Prg4 mutants display abnormal mitotic activity and apoptosis in TMJs. Serial parasagittal sections from wild-type (A-C) and Prg4^–/– (D-F) mice were processed for TUNEL (B, E, G), Edu (C, F), and staining. TUNEL-positive apoptotic cells in superficial and polymorphic layers of distinct TMJ sections from control and Prg4–/– mice at 2 wks, 1 mo, and 3 mos of age were counted (approximately 100-120 cells in the condyle). TUNEL fluorescence images were merged with the corresponding bright-field image, and the representative image was presented in (B, E). Data were collected from randomly selected 4-6 sections per sample (n = 3 for each mouse/each group) and presented as average ± SD; p values < .05 were considered statistically significant (*p < .01, **p < .005) (G). Edu-incorporated proliferating cells in distinct TMJ sections from control and mutant mice at 2 wks, 1 mo, and 3 mos of age were counted in articular disc (I), condylar superficial/polymorphic layers (J), glenoid fossa (K), and synovial membrane (L), corresponding to the illustrated image (H) (approximately 100-120 cells in the glenoid fossa, synovial membrane, and condyle and 40-70 cells in the disc). Images visualized with DAPI fluorescence for nuclei were merged with Edu-incorporated GFP-positive cells to visualize dividing cells, and the representative image was presented (C, F).
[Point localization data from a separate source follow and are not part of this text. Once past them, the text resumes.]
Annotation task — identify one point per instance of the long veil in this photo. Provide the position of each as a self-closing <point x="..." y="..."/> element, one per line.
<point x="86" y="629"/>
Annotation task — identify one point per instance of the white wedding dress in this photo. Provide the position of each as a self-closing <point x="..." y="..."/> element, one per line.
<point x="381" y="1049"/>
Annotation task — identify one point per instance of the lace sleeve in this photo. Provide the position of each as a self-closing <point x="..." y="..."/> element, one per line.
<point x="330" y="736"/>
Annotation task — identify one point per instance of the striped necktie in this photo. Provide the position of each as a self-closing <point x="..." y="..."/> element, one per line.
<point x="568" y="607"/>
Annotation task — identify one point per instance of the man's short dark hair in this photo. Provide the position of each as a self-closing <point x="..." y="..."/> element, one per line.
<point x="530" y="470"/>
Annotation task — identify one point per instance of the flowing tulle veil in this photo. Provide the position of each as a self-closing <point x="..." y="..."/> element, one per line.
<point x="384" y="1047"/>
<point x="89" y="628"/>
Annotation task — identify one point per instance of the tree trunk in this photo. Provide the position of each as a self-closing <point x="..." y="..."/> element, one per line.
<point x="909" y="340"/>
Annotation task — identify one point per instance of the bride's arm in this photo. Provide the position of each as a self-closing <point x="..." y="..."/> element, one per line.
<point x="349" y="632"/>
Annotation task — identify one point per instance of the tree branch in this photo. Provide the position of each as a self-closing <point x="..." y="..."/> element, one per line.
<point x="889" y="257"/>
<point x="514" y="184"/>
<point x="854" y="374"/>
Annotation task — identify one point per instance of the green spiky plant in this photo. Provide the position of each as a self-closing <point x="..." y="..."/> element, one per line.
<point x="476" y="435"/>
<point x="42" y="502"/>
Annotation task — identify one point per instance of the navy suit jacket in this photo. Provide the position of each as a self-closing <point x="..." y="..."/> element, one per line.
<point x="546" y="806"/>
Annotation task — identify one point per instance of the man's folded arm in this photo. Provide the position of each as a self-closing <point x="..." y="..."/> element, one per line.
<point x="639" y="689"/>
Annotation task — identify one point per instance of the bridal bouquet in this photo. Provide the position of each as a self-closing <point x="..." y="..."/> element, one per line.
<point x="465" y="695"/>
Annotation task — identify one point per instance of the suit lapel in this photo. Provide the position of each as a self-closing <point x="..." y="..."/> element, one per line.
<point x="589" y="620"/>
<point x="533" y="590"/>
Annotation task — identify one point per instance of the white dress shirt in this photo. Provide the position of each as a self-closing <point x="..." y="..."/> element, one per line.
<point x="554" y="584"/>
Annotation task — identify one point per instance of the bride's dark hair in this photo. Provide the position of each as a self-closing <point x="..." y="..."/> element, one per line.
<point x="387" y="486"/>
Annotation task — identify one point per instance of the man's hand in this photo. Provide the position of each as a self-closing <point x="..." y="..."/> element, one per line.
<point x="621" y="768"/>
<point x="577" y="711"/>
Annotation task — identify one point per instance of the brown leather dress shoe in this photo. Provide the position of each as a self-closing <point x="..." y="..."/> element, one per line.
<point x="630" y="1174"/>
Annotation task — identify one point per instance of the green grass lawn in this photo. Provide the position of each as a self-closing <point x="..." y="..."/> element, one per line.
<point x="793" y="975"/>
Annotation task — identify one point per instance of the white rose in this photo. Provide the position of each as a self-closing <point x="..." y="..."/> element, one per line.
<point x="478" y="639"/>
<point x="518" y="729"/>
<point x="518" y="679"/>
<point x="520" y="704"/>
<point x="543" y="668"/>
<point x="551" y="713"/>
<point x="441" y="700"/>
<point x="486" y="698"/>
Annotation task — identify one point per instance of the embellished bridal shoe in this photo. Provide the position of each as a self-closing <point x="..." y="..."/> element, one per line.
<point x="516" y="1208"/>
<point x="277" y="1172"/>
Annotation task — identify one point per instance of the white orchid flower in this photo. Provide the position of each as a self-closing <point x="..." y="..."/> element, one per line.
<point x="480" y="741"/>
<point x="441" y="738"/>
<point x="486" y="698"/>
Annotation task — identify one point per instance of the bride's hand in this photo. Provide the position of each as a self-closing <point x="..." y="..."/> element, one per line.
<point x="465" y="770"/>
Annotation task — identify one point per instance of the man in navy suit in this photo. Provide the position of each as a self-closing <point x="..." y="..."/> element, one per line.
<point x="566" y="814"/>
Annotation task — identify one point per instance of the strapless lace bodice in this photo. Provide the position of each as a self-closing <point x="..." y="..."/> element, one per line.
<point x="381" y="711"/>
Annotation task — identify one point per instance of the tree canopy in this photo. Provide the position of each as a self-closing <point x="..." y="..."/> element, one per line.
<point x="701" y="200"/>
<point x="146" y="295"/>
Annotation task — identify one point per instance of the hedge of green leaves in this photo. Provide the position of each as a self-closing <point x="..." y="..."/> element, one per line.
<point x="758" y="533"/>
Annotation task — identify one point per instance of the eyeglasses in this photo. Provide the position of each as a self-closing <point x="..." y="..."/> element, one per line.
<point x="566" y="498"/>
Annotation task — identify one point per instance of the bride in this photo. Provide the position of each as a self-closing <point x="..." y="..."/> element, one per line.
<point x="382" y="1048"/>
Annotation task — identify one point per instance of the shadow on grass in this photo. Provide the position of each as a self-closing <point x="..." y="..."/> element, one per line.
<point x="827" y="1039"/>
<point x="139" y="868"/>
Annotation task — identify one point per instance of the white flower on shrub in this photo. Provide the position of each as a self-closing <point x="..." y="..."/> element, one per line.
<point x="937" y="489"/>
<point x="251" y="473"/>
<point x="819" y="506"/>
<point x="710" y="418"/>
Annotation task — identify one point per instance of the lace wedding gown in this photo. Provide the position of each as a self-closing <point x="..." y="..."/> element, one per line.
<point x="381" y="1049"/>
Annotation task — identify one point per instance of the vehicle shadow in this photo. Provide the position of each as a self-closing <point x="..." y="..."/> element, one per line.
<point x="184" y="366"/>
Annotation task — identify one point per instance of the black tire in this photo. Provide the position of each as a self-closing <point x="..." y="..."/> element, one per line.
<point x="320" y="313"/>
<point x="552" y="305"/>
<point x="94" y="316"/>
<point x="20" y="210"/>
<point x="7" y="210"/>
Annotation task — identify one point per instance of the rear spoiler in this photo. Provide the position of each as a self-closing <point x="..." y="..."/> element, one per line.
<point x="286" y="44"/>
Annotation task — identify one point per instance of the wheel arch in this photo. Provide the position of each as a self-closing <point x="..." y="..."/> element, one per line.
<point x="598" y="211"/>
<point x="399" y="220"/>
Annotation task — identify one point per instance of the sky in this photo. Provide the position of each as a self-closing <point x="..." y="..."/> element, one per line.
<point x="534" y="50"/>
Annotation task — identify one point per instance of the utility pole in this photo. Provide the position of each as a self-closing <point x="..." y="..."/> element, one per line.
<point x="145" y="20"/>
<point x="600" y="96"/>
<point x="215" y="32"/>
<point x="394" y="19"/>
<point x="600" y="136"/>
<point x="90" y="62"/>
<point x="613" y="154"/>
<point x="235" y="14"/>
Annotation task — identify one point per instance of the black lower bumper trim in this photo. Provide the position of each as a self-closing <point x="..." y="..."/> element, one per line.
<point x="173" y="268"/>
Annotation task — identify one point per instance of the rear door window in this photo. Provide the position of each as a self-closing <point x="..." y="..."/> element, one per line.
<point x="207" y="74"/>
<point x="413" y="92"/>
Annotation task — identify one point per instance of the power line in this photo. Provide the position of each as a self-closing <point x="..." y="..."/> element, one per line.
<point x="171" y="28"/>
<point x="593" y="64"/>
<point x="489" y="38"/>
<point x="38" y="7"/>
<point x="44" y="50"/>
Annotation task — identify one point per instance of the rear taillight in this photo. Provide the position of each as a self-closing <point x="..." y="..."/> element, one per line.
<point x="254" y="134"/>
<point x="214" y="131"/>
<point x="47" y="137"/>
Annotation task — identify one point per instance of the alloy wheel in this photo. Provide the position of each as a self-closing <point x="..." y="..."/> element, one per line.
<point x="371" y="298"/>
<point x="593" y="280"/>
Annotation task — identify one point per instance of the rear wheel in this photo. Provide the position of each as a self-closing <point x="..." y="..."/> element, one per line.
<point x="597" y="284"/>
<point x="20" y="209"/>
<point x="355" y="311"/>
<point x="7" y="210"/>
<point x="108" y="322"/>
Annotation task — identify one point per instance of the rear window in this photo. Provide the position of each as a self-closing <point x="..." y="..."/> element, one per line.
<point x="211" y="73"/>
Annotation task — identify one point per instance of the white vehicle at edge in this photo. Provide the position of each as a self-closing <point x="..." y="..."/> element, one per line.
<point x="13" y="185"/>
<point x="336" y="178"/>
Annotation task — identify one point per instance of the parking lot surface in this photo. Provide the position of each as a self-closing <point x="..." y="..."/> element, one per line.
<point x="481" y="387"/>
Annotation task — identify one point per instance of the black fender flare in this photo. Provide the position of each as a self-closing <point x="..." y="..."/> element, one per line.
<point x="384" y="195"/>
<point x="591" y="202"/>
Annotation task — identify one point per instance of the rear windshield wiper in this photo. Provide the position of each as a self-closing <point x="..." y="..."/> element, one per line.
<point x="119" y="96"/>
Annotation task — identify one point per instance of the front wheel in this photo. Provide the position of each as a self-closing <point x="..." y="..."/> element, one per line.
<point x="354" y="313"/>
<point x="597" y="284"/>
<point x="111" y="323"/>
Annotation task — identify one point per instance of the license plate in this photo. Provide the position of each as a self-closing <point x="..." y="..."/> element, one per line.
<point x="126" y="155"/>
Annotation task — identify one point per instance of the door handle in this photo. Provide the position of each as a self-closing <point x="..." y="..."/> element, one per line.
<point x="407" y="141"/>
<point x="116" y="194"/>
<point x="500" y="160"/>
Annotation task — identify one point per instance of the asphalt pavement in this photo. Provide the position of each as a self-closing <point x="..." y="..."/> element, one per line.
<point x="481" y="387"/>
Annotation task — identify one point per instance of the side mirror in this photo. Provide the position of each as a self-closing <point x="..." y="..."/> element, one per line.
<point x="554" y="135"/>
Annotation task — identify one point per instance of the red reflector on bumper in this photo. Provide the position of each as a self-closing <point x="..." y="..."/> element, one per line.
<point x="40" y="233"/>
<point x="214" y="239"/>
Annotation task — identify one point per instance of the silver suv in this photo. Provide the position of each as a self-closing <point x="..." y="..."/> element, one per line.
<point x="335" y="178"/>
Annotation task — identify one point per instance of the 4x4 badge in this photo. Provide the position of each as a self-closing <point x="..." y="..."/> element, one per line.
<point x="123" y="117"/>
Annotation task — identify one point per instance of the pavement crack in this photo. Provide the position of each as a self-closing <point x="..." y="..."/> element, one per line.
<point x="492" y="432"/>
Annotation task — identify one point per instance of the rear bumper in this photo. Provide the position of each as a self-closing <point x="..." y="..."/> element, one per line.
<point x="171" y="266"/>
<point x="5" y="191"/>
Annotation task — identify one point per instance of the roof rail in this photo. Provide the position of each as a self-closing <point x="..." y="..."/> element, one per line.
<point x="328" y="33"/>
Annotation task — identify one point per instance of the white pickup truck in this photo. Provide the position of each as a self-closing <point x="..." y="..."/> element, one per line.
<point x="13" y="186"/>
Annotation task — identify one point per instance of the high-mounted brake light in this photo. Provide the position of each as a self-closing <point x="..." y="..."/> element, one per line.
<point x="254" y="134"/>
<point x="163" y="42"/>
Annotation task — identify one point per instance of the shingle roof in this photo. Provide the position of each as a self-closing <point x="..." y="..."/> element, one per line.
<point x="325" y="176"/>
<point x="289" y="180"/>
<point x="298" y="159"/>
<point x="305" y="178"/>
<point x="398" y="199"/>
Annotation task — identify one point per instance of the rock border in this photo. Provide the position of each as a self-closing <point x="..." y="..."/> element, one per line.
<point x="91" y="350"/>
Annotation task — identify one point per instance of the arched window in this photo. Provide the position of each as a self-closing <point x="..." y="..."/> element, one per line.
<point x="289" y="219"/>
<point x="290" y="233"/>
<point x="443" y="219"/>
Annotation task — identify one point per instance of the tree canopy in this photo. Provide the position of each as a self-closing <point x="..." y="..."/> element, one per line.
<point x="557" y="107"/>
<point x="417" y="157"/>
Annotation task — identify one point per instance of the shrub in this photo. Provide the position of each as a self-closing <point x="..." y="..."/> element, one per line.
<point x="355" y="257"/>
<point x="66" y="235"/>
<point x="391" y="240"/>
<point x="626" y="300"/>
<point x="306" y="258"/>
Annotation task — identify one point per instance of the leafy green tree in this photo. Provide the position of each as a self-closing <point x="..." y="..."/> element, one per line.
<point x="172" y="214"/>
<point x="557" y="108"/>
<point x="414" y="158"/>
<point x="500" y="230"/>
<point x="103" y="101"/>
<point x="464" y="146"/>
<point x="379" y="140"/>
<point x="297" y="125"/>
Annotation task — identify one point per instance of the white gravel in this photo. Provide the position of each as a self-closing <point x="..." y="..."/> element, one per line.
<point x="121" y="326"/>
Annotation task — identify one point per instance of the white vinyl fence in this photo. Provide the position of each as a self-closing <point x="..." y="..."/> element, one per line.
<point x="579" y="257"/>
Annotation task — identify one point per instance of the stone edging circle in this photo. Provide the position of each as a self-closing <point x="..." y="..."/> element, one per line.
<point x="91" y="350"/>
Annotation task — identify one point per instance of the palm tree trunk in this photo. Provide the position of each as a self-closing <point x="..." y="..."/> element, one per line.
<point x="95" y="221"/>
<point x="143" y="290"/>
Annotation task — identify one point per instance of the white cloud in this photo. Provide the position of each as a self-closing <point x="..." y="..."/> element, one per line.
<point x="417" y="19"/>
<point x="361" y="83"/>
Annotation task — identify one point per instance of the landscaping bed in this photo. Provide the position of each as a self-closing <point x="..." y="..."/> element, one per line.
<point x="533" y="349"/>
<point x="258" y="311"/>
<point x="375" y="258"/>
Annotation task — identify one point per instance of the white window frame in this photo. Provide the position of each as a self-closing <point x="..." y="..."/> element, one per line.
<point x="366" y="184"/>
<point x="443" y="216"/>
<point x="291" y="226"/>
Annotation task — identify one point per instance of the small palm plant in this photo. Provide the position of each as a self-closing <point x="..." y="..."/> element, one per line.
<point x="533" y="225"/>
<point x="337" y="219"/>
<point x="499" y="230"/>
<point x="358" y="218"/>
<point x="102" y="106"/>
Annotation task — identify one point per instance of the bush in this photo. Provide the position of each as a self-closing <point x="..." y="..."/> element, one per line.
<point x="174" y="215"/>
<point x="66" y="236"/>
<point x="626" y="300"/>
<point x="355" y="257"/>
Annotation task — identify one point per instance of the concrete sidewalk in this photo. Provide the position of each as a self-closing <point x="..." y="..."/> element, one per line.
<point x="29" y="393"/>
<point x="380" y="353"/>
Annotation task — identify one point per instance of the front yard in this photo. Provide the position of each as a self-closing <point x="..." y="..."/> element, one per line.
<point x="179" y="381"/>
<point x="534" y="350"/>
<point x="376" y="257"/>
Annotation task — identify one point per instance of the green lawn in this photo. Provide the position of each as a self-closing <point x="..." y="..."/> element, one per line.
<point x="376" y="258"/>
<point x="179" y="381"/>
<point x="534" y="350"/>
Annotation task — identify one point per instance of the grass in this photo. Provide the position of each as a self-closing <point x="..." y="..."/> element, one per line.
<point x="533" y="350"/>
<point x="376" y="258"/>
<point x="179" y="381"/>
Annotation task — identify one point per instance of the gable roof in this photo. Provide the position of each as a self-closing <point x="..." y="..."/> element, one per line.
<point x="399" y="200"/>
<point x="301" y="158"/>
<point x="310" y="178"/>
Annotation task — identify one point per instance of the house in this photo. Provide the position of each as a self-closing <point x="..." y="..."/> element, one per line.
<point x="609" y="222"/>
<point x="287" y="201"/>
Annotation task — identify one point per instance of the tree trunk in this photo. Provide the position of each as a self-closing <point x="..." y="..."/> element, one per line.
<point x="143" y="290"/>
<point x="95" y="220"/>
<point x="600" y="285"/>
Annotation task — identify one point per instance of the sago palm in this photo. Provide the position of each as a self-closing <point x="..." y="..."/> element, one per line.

Data were corrected and processed for statistical analysis as above. gf, glenoid fossa; ac, articular cartilage; cd, condyle; sy, synovial membrane; sf/pm, superficial/polymorphic layers; ant, anterior band; im, intermediate zone; post, posterior band.

Figure 4.

Prg4 mutants display excessive chondrogenesis in the glenoid fossa and articular disc and increased Has2 expression. Serial parasagittal sections from 3-month-old control (A-E, K) and Prg4^–/– (F-J) TMJs were processed for in situ hybridization with isotope-labeled riboprobes for Col II (A, B, F, G), Hyaluronic acid synthase 2 (Has2) (C-E, H-J), and Prg4 (K). Note the increased chondrogenesis in the Prg4–/–^- glenoid fossa (F) and thickened disc (G) and increased Has2 expression in the glenoid fossa (H), disk (J), synovial membrane (J), and mandibular condyle (I). (L) Summary of abnormalities identified in TMJ lacking Prg4. Scale bars: 180 µm in A for A-J; 350 µm in K for K. gf, glenoid fossa; di, articular disc; co, mandibular condyle; sm, synovial membrane; sf, superficial layer.